Jak wiele jest programów publicystycznych, które zamiast posadzić naprzeciwko siebie geja i homofoba broniącego mu praw człowieka, zaproszą geja i powiedzmy sześćdziesięcioletnią panią Bożenkę, która chce lepiej zrozumieć, jak zaakceptować swojego homoseksualnego wnuczka?
„Otwarcie na dialog” wymaga tego, by strony były… cóż, naprawdę otwarte na dialog. Nie może być tak, że jedna strona jest do niego wręcz zmuszona, bo to jej jedyny sposób na obronę przez agresywnym atakiem, podczas gdy druga wcale nie zamierza nikogo wysłuchać, tylko cieszy się z kolejnej okazji do publicznego gnębienia najsłabszych grup społecznych.
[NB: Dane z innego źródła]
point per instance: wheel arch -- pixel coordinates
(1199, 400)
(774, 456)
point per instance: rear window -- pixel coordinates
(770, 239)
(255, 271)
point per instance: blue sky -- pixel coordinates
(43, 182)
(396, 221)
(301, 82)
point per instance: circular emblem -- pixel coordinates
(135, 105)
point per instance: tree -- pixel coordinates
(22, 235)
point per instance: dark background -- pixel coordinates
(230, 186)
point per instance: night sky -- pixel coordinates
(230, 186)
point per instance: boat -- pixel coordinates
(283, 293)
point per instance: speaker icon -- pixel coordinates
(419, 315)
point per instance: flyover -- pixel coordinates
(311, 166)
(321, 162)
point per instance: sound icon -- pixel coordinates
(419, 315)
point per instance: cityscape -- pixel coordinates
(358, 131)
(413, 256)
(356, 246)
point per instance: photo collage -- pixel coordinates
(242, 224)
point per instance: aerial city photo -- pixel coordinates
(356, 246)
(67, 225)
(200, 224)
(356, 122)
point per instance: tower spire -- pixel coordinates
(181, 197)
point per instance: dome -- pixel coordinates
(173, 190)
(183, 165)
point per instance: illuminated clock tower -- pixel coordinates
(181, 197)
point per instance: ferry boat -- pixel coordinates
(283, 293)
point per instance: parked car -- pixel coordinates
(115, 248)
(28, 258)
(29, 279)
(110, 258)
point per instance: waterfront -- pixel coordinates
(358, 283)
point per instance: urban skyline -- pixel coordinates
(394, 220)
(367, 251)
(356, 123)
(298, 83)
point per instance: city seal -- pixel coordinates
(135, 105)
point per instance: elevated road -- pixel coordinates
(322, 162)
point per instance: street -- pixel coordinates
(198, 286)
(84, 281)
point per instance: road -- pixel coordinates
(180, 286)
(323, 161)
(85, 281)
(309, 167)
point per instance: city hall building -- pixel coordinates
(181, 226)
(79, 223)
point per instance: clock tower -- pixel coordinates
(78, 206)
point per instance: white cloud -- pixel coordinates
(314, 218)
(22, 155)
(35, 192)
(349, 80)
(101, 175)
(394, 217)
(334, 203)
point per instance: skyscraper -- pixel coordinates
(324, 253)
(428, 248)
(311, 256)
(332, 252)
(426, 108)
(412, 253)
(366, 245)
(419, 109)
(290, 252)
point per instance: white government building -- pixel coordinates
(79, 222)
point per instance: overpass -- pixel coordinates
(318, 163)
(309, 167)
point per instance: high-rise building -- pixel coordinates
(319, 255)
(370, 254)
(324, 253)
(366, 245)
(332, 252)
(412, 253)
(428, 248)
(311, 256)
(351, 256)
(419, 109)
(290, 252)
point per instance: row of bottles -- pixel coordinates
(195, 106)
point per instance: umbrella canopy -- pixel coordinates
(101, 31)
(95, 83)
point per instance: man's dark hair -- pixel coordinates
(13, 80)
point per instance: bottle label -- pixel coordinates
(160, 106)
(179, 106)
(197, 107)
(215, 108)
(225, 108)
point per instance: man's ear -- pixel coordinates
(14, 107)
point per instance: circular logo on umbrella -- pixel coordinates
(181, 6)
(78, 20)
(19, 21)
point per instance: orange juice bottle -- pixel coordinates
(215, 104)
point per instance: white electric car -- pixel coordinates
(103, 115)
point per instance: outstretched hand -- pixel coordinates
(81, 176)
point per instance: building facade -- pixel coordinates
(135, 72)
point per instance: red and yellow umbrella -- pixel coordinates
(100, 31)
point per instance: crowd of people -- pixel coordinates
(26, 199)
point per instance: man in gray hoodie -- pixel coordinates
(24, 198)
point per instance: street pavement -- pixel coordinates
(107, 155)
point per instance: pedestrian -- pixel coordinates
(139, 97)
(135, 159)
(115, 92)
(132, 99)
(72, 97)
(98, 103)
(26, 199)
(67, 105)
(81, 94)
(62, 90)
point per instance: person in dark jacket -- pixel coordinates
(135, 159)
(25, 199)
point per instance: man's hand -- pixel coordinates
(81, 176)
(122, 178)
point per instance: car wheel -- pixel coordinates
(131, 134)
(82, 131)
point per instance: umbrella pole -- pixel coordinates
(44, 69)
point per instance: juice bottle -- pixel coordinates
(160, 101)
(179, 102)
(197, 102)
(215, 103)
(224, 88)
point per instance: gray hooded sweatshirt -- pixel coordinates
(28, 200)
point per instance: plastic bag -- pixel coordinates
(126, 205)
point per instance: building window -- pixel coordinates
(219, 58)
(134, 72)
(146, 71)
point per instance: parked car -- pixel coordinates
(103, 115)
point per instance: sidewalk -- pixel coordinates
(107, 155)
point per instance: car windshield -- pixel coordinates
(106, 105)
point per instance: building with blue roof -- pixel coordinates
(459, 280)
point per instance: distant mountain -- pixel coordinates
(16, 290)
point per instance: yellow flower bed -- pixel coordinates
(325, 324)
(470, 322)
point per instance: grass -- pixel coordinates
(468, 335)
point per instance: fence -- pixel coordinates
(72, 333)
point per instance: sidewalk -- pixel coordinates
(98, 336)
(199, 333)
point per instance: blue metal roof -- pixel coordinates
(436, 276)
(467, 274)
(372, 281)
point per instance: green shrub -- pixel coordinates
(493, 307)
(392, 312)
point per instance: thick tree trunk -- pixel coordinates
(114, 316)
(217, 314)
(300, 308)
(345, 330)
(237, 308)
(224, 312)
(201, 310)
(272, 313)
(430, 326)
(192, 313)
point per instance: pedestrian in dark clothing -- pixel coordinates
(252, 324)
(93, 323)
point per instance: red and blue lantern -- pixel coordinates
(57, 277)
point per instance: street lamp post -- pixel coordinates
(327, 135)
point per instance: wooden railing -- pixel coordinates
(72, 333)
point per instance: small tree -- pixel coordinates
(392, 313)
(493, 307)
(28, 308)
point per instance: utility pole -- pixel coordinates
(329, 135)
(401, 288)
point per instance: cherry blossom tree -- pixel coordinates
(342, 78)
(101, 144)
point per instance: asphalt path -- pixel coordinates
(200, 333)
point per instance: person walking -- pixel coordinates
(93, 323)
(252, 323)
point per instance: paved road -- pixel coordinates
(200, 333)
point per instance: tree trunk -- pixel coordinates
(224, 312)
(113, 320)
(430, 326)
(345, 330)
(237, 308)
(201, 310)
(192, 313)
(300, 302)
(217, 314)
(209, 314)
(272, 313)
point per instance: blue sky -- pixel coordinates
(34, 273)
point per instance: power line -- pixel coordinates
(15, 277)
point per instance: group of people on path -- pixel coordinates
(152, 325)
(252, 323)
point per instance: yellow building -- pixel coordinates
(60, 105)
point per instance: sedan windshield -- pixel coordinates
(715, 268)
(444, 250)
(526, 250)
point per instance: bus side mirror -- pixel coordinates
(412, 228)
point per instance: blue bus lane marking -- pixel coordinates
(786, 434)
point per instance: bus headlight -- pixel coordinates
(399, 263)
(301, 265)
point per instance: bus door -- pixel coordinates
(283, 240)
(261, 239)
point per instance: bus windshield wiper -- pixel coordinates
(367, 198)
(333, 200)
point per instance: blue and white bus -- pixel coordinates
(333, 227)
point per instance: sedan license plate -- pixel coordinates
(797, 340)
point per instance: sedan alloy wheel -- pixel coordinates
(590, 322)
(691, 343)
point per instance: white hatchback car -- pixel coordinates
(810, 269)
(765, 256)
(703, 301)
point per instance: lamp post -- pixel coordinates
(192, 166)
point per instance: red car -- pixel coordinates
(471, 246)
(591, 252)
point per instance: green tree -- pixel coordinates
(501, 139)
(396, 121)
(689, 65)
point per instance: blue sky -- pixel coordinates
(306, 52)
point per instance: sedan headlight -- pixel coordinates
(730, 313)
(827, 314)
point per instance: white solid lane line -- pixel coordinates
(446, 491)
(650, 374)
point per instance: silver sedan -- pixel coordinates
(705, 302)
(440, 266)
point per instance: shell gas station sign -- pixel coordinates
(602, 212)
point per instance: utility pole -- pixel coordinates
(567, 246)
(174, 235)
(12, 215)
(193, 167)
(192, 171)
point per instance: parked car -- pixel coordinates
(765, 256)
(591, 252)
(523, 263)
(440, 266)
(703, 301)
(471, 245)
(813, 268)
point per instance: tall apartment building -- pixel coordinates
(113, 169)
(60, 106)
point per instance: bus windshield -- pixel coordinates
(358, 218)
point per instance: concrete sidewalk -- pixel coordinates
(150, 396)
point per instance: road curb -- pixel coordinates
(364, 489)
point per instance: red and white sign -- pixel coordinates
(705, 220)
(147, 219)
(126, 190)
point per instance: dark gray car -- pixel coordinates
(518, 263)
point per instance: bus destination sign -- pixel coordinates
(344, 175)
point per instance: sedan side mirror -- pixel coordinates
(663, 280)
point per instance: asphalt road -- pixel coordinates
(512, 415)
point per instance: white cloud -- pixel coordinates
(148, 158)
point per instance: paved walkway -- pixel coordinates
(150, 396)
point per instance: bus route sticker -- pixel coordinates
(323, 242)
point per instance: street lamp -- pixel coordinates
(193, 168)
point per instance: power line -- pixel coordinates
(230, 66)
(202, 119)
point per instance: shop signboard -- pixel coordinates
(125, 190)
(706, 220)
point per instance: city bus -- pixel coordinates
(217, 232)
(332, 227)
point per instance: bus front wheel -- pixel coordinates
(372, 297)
Oczekiwanie płaszczenia się
Nie jestem fanięciem mówienia o grupach marginalizowanych „mniejszości”. Cementuje to pewną bowiem mentalność, według której sytuacja życiowa grup społecznych powinna opierać się o ich… liczebność. W tej mentalności „większość” dysponuje prawami, a „mniejszość” musi grzecznie prosić, by je otrzymać. Powinno być inaczej – nasze prawa człowieka są bezwarunkowe, nieodzowne, wynikające z przyrodzonej godności ludzkiej. Nie powinny podlegać dyskusji.
Owszem, warto rozmawiać o takich sprawach, jak na przykład prawa osób queerowych. Ale da się to zrobić w sposób podkreślający naszą godność i sprawczość, a nie tak, jakbyśmy były plebejuszkami przychodzącymi do króla z petycją o łaskę.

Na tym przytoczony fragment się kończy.